IIRC the main reason the biosphere II failed was that the green concrete was absorbing too much oxygen from the closed system.
But the Biosphere I is not a closed system — it has its “concrete” in the form of geological regulation of O2 and CO2 content, a process that may have also failed in the Permian extinction event.
A working Biosphere II then won’t work by just slapping together some kind of ecological balance in a dome as in Silent Running. It will require some regulation system, either human intervention, a control system, or a carefully designed “passive” system.
When I was a child, I remember seeing what appeared to be the small Apollo Command Module (CM), a mockup or perhaps a test article, as the Moon ship. I wondered how three guys were going all the way to the Moon in that thing, and where were the tanks to store that much oxygen going to go? I knew that on Sea Hunt, those tanks didn’t give Lloyd Bridges that much time underwater, and my own commission evaluating the Apollo project wanted to know where they were going to place enough tanks for 3 guys for a week in space, maybe two.
I didn’t allow for the Service Module (SM), having some substantial LO2 tanks, but most of those were actually for fuel-cell power rather than breathing demand. I didn’t account for the crew rebreathing the cabin atmosphere.
Korelev apparently thought work on photosynthesis oxygen systems would be needed, but the experience with both US and his submarines is that you could get by with rebreathing the oxygen and removing the CO2 with chemicals rather than biologics.
Think closed circuit rebreather, not open circuit SCUBA.
Rebreathers are far more efficient than SCUBA but your Nitrogen load makes it irrelevant for most dives as it quickly becomes the long pole in the tent, SCUBA is much simpler and easier to operate and maintain.
“The dude in the picture doesn’t look like any aging man I know”
Why bodybuilding at age 93 is a great idea: https://www.youtube.com/watch?v=rGgoCm1hofM
“People could print out the vaccine, administer it themselves — and all without having to leave their homes.”
As a newly-minted far-Left Progressivist, and a regulatory bureaucrat, I can state categorically that We will never allow this to happen.
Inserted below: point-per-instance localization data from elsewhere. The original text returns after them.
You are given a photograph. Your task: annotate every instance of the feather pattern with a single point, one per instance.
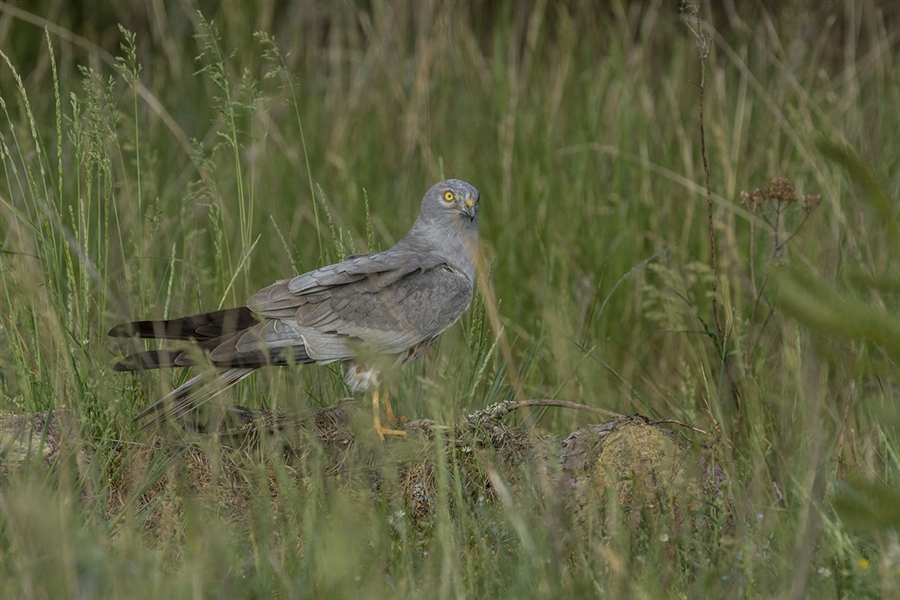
(394, 303)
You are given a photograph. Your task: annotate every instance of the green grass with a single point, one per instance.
(165, 174)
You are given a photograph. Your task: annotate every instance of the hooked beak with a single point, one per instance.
(471, 208)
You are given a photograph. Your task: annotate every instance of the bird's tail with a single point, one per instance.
(192, 394)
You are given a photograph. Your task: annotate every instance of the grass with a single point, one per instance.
(156, 174)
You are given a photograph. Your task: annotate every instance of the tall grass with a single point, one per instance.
(167, 174)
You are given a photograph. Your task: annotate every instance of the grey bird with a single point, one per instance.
(393, 304)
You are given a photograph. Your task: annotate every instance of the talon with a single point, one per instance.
(376, 418)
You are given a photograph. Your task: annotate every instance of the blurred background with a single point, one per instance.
(164, 158)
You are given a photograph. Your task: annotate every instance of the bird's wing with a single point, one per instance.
(387, 302)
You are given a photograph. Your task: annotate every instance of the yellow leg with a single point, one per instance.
(376, 410)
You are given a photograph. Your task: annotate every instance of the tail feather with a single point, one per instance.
(191, 395)
(195, 327)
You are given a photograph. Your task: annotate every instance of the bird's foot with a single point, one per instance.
(383, 431)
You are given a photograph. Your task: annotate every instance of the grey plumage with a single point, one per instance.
(393, 303)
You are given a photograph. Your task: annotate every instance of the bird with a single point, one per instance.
(363, 312)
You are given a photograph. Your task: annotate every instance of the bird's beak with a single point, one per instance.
(471, 208)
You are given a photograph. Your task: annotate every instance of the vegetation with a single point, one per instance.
(171, 159)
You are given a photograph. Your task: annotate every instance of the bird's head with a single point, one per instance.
(452, 197)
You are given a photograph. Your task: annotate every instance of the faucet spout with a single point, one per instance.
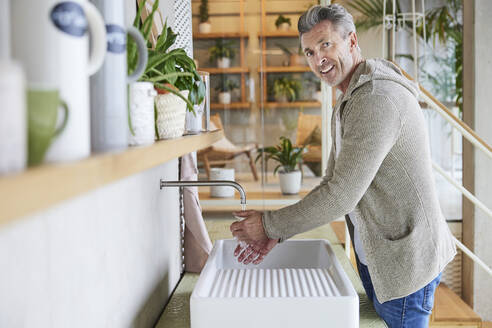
(229, 183)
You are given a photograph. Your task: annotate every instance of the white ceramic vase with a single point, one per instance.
(171, 115)
(204, 27)
(221, 174)
(284, 27)
(223, 62)
(297, 60)
(290, 183)
(142, 96)
(225, 97)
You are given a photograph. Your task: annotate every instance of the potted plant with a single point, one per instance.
(283, 23)
(174, 76)
(222, 52)
(225, 89)
(286, 90)
(288, 157)
(204, 26)
(295, 59)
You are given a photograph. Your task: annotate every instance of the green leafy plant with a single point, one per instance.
(286, 87)
(222, 49)
(284, 153)
(203, 11)
(226, 85)
(282, 19)
(170, 70)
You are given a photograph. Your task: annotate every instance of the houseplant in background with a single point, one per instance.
(288, 157)
(286, 89)
(283, 23)
(225, 88)
(174, 76)
(222, 52)
(204, 26)
(295, 58)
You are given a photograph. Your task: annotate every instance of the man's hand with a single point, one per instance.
(249, 230)
(256, 252)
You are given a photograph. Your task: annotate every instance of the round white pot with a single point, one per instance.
(224, 97)
(205, 27)
(142, 96)
(221, 174)
(223, 62)
(171, 115)
(290, 183)
(284, 27)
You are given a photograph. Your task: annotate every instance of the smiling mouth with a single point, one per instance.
(327, 70)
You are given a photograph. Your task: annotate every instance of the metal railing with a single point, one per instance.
(474, 139)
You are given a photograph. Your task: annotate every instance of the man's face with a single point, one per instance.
(329, 54)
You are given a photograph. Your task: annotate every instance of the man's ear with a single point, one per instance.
(353, 40)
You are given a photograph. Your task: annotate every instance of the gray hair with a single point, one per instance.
(341, 19)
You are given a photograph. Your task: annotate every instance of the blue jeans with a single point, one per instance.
(412, 311)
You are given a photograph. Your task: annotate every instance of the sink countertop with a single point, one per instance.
(177, 312)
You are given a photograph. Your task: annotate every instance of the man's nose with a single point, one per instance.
(321, 60)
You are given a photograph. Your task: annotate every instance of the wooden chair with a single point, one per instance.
(224, 151)
(306, 124)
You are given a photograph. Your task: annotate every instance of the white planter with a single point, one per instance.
(221, 174)
(290, 183)
(142, 96)
(224, 97)
(223, 62)
(194, 122)
(13, 118)
(171, 115)
(205, 27)
(284, 27)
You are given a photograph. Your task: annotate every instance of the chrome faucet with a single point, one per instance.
(207, 183)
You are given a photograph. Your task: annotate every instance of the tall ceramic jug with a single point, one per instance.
(51, 38)
(109, 90)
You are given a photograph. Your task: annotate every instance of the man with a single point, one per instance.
(379, 174)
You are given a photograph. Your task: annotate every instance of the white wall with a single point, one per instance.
(108, 258)
(483, 165)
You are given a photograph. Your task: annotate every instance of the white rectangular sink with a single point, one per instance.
(299, 284)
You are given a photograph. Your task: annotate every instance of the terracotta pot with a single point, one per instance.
(223, 62)
(225, 97)
(205, 27)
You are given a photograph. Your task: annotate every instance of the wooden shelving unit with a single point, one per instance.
(279, 34)
(230, 70)
(220, 35)
(265, 69)
(242, 35)
(234, 105)
(40, 187)
(293, 104)
(285, 69)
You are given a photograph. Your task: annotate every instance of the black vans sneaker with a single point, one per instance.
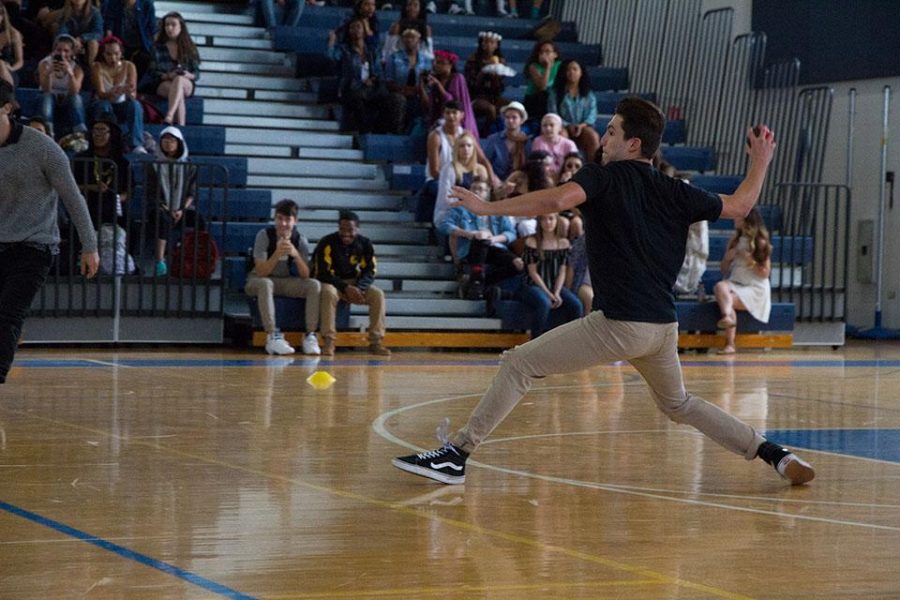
(447, 464)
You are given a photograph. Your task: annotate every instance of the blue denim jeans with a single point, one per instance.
(543, 316)
(291, 12)
(129, 115)
(73, 105)
(23, 269)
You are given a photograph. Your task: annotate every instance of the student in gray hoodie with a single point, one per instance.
(35, 173)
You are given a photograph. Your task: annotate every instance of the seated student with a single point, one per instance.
(412, 17)
(462, 170)
(176, 67)
(170, 185)
(485, 83)
(102, 172)
(345, 264)
(442, 85)
(574, 100)
(745, 268)
(115, 89)
(401, 74)
(81, 20)
(544, 293)
(552, 141)
(368, 103)
(133, 22)
(480, 243)
(507, 149)
(60, 81)
(11, 54)
(281, 268)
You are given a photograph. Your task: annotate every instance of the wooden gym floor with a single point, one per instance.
(200, 474)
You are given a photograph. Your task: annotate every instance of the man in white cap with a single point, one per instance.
(507, 149)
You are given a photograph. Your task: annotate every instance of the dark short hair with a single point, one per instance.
(348, 215)
(7, 93)
(643, 120)
(286, 207)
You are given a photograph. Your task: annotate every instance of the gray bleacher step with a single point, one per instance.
(258, 108)
(270, 122)
(350, 200)
(309, 168)
(330, 183)
(253, 81)
(365, 216)
(244, 134)
(221, 29)
(427, 323)
(213, 53)
(248, 68)
(219, 18)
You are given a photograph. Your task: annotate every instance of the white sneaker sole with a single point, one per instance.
(796, 470)
(429, 473)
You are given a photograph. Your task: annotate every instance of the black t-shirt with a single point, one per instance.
(636, 222)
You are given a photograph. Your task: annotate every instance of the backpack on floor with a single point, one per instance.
(195, 256)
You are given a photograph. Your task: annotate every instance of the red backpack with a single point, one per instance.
(195, 256)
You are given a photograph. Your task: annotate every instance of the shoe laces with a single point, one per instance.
(443, 435)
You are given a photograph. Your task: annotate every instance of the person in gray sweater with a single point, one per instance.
(35, 173)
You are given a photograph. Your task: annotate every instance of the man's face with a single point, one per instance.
(347, 231)
(615, 146)
(284, 225)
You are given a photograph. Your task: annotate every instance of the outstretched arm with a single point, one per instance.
(541, 202)
(761, 150)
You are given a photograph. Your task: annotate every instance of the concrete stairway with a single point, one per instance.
(294, 150)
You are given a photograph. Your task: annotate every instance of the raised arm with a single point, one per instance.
(745, 197)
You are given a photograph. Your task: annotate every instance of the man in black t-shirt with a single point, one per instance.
(637, 222)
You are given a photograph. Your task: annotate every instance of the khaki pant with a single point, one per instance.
(374, 300)
(652, 349)
(266, 288)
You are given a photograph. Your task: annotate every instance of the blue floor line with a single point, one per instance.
(209, 585)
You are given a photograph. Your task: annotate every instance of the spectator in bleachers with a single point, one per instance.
(480, 244)
(573, 99)
(363, 10)
(292, 10)
(368, 103)
(514, 9)
(552, 141)
(745, 270)
(11, 56)
(281, 267)
(411, 17)
(169, 187)
(115, 89)
(402, 69)
(82, 20)
(345, 264)
(35, 174)
(485, 70)
(102, 172)
(444, 84)
(541, 70)
(61, 78)
(507, 149)
(462, 171)
(133, 22)
(176, 67)
(547, 260)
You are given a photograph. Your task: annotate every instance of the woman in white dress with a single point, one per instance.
(745, 270)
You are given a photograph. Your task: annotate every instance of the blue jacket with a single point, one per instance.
(114, 20)
(463, 218)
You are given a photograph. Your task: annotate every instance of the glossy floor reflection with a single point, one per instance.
(198, 474)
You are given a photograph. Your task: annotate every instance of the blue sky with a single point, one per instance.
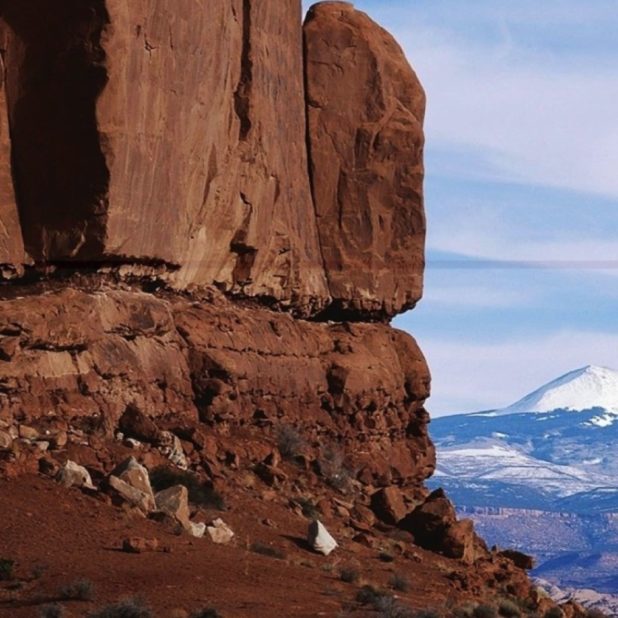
(522, 167)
No matte how many lives it costs, we will never allow anyone to take a medicine that We have not deemed “safe and effective.” And if you do take it, We will shoot you.
OK, here is important tech not on the list . . .
How about improved space radiators for heat rejection?
On Earth, you can use a river, lake, ocean, or maybe even a well for cooling water — in power generation, HVAC, and industrial processes. In vacuum, the only way to reject heat is not through pretend radiators that benefit by conduction and convection but by for-real Stefans-Boltzmann T to the 4th power radiators.
There are proposals for water droplet or other fluid fountains in space to get more surface area?
It is a real limitation for any serious 2001 Spaceship Discovery-type craft or any serious space colony.
I wrote a post on the design of a radiator system for a rotating deep space vessel a decade ago. With rotation providing gravity you can circulate air through a system of radiators with natural convection.
Your design uses convection to transfer waste heat to the space radiators, but it still requires largish space radiators limited in heat transfer to space by . . . radiation!
The proposals I have seen is to make the necessary ginormous radiator not out of solid fins but out of fluid drops or perhaps pellets, perhaps entrained electrostatically.
Well, I liked to keep things simple. 🙂
One thing I hadn’t considered was making the radiators out of an inflatable Bigelow type material, because one big issue with my aluminum design is its size. It might not weigh all that much, but there’s no way to get it into a payload shroud, and if built in space it would require an enormous amount of fabrication.